Katakan pada diri kita, "Wahai jiwa, apa yang dilarang Allah akan merusak
hidup manusia di dunia dan di akhirat. Adapun apa yang dititahkan Allah akan
memperbaiki hidup manusia di dunia dan di akhirat." Berpikirlah dengan
cara ini dan jadilah tamu Allah Swt. Ini agar kita berbuat ikhlas semata-mata
karena Allah Swt dalam semua urusan. Mengoreksi diri bukanlah pekerjaan mudah.
Sebab itu meniscayakan gerak dari alam syahwat dan perasaan. Dan adapun orang-orang yang takut kepada
kebesaran Tuhanya dan menahan diri dari keinginan hawa nafsunya. Maka
sesungguhnya surgalah tempat tinggal(nya).(al-Nâzi'ât: 40-41) Ya, manusia
harus diajak memahami dirinya sendiri, mengkoreksinya, mengadilinya, dan
memeranginya (jadikan dirimu musuh yang kamu perangi, karena dalam dirimu
terdapat hawa nafsu yang memerintahkan pada keburukan, kecuali yang dirahmati
Tuhanku).
Bulan Allah Swt,
Amal, dan Ketaatan
Wahai
kecintaanku! Bulan ini adalah bulan besar berkala. Di bulan ini, kita
diharuskan berniaga dengan Allah Swt. Berdaganglah dengan Allah dengan
perdagangan yang menguntungkan. Apakah ada di antara kita yang ingin dirugikan
dalam perniagaannya?
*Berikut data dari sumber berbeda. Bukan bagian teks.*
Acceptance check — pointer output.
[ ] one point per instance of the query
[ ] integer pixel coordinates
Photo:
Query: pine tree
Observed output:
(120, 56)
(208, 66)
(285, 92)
Lalu mengapa kita tidak melakukan perdagangan itu demi
memperoleh keselamatan dari siksa nan pedih? Mengapa pula kita tidak berjalan
di atas landasan ketaatan kepada Allah Swt? Dengan taat, dunia akan menyertai
serta mengajak kita menuju alam kubur yang tak seorang pun dapat dijadikan
sahabat untuk bermaksiat kepada Allah Swt. Semua
yang ada di bumi itu akan binasa. Dan tetap kekal Zat Tuhanmu yang mempunyai
kebesaran dan kemuliaan.(al-Rahmân: 26-27)
Jika
Allah Swt menjadi tujuan serta arah langkah kita, maka hendaklah kita tidak
ditundukkan hawa nafsu atau berjalan di belakang orang yang bermaksiat
kepada-Nya, yaitu orang zalim atau pelaku kriminal lainnya. Renungkanlah
ungkapan Rasulullah yang diabadikan al-Quran: Katakanlah, "Sesungguhnya aku takut akan azab hari yang besar
(hari kiamat), jika aku mendurhakai Tuhanku.'(al-An'âm: 15) Siapakah kita
di hadapan seruan tersebut yang menggambarkan keagungan pengetahuan Rasulullah
terhadap-Nya serta ketaatan beliau pada-Nya?
Rasulullah
saww adalah sosok hamba yang taat kepada Allah Swt. Dan kemulian para nabi,
juga para imam, terletak pada ketaatan kapada-Nya. Allah Swt adalah pencipta
mereka semua yang menjadi hamba-hamba-Nya. Karenanya, tak ada kekerabatan
antara Allah Swt dengan para nabi dan wali-Nya. Mereka adalah para insan yang
telah membumbung naik menuju arah-Nya serta mendekatkan diri dengan taat
kepada-Nya, menjalankan perintah-perintah-Nya, dan menjauhi
larangan-larangan-Nya. Allah Swt menjelaskan hal ini dalam al-Quran: (Pahala dari Allah) itu bukanlah menurut
angan-angan kalian yang kosong, dan tidak (pula) menurut angan-angan Ahli
Kitab. Barangsiapa mengerjakan kejahatan, niscaya akan diberi pembalasan dengan
kejahatan itu dan ia tidak mendapat pelindung dan tidak (pula) penolong baginya
selain dari Allah.(al-Nisâ': 123) Dalam riwayat disebutkan bahwa di ahir
hayatnya, Nabi saww berkhutbah di hadapan manusia seraya bersabda, "Wahai manusia! Janganlah berangan-angan bagi
yang berangan-angan dan janganlah mengaku-ngaku bagi yang mengaku-ngaku!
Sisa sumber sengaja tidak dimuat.